Tumblr's U.S. Traffic Going Mobile, But Not Up

Whether Yahoo’s $1.1 billion acquisition of Tumblr will pay off remains to be seen. But in the year or so since it purchased the blogging platform and social networking site, it has become more of a mobile acquisition. Most of Tumblr’s monthly traffic now comes from mobile devices, compared to only about a third when it was bought by Yahoo in May 2013.

During Yahoo’s first-quarter earnings conference, CEO Marissa Mayer said Tumblr’s mobile engagement in the first quarter had more than doubled (up 122%) from the year earlier period. This week, during the company’s second-quarter earnings call, Mayer highlighted increased efforts to monetize Tumblr by extending its native ad unit across the Yahoo network, including mobile.

She also said that Tumblr had been a “critical acquisition” for Yahoo, providing a publishing platform for brands and editors and bringing a social aspect to the Web portal.

The problem is that Tumblr’s audience in the U.S. the largest ad market, isn’t growing. It’s actually declining, according to comScore figures.

While the number of mobile monthly visitors has increased to 25.7 million in June 2014 from 19.8 million in the year-earlier month, desktop traffic has slipped from 36.1 million to 23.3 million. That’s left Tumblr with an unduplicated, cross-platform audience of almost 43 million in June, compared to 46.6 million a year ago.

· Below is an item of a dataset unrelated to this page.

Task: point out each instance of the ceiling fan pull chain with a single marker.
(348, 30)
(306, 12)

Tumblr hasn’t disclosed the number of registered or active monthly users it has. It does say on its site that as of July 1, it had 195 million blogs, up from 108 million when it was acquired by Yahoo in May 2013. It also adds 94.3 million posts a day versus 75 million a year ago. But what is all this adding up to?

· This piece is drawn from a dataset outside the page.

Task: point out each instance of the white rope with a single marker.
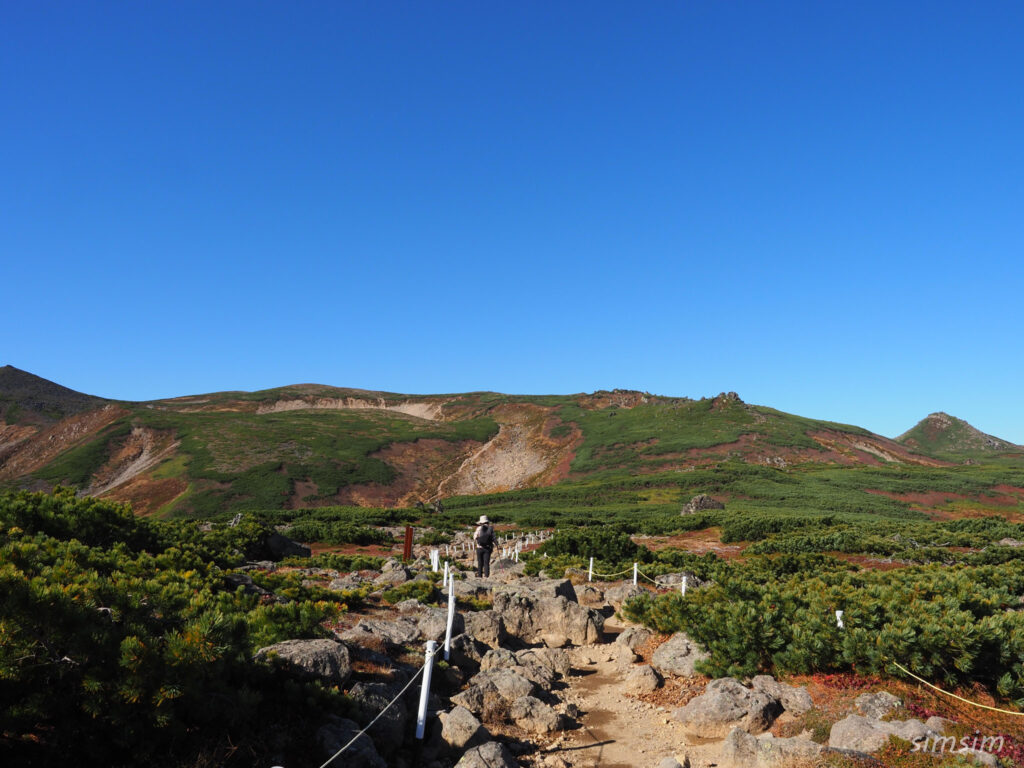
(429, 660)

As an analogy, Twitter has reported increased engagement this year, but its stock has come under pressure from investors because of slowing user growth. As part of Yahoo, Tumblr doesn’t face the same level of scrutiny it did as an independent entity. But as the company’s biggest acquisition under Mayer, it will have to demonstrate that it’s paying off. So far that hasn't happened.

“Not only has even a modest level of revenue from Tumblr seemingly failed to appear, but display shortfalls were more pronounced, too,” noted Brian Wieser, senior analyst at Pivotal Research Group, in a research note this week on Yahoo’s second-quarter earnings. Yahoo would likely protest that it’s still early days when it comes to monetizing Tumblr, and it’s loath to ruin the user experience with a flood of sponsored posts.

Tumblr’s shrinking U.S. audience won’t help convince online marketers typically looking for scale to start spending on paid placements. For an emerging social property like Tumblr, strong growth would be assumed to be part of the package. Given the transition of its audience from desktop to mobile, it needs the mobile momentum to pick up to overcome the loss of PC traffic. It doesn’t want the mobile shift to be a downward shift.